Poems by Kimiko Hahn

Reckless Sonnet #7

Things That Make Me Cry Instantly

Gowanus, Late Summer (2000)


In poems dense with curiosity and a self-proclaimed “desire to blur,” Kimiko Hahn’s unique voice haunts as much as it is haunted. Her “daring, exciting poems,” notes the poet Ai, “take us into the dark woods of our own psyche.” Hahn’s work, “large in the range of her concerns and the intensity of their passions” (Publishers Weekly), invites readers to re-imagine traditional notions of gender and selfhood.

Freaks, daughters, lovers, and monsters are all subject to Hahn’s unrelenting attention and honesty in the dark world of circumstance and desire. Fiercely intimate and utterly fearless, these are nonetheless, as Evan Boland writes, “poems with a zest for everything.”

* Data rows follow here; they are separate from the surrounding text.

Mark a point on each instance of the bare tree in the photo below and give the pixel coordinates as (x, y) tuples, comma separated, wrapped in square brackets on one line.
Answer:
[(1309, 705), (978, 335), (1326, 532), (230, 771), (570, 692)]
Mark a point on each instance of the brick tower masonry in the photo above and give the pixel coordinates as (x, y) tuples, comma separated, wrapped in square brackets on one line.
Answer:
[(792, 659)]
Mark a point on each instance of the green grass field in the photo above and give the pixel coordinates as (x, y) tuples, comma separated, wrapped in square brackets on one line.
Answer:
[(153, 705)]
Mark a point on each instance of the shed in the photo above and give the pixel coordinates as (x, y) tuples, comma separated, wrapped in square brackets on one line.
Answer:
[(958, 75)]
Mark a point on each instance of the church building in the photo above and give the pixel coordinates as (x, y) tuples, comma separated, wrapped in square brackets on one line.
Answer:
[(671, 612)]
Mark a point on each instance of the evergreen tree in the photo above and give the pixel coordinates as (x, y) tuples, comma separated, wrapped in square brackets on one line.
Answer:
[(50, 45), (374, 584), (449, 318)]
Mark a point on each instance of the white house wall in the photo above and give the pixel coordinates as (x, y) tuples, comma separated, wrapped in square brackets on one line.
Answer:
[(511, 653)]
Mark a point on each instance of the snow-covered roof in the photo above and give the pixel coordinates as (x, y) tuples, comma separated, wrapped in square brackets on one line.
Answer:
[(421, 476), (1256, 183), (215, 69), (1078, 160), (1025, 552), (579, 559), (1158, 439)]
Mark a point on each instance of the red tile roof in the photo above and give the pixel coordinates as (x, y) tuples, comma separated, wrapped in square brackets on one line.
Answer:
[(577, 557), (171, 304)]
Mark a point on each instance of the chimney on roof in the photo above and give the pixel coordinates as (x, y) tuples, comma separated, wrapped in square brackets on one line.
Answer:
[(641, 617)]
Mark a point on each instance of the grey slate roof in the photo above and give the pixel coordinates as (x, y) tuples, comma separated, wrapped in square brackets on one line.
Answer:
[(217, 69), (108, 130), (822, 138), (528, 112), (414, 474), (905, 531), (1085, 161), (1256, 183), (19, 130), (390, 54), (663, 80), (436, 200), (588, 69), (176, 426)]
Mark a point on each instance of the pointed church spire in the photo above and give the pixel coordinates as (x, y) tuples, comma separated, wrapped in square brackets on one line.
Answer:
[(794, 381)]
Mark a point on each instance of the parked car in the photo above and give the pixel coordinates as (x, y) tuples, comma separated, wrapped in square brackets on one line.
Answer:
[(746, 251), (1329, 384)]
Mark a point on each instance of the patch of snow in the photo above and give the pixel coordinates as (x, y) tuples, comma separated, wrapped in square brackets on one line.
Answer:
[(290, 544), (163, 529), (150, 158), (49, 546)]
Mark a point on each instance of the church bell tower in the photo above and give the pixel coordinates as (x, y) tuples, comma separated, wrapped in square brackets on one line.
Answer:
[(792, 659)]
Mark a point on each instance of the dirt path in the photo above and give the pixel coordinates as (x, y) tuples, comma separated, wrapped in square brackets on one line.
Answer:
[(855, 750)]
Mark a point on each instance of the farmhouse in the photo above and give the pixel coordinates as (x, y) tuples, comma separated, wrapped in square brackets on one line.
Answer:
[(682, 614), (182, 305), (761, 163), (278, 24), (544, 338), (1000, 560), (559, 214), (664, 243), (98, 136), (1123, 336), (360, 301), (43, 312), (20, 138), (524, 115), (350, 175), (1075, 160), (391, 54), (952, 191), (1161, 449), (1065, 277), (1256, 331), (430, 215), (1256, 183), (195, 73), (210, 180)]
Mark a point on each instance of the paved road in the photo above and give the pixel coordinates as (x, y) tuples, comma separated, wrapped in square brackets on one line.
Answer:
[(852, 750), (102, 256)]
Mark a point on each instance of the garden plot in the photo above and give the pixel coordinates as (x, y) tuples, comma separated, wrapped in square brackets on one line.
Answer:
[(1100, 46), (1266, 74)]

In her most recent book, The Narrow Road to the Interior, Hahn adapts the ancient Japanese artistic technique of zuihitsu (“running brush”), to create, as Marilyn Chin writes, “a high mockery of Basho’s classic diary.” Formally innovative and informally contemplative, incorporating lyrical prose pieces, on-the-fly notations, lists, anecdotes, striking images, accounts of quotidian activities, and sudden confessions, she uses the tools of fragmentation and paradox to drive her examination of the intimate intersections of memory, body and identity.

Born in Mt. Kisco, New York, to a Japanese-American mother and a German-American father, Hahn is the author of seven volumes of poetry and the recipient of the American Book Award for her 1995 collection The Unbearable Heart. She is a Distinguished Professor of English at Queens College-CUNY and lives in New York.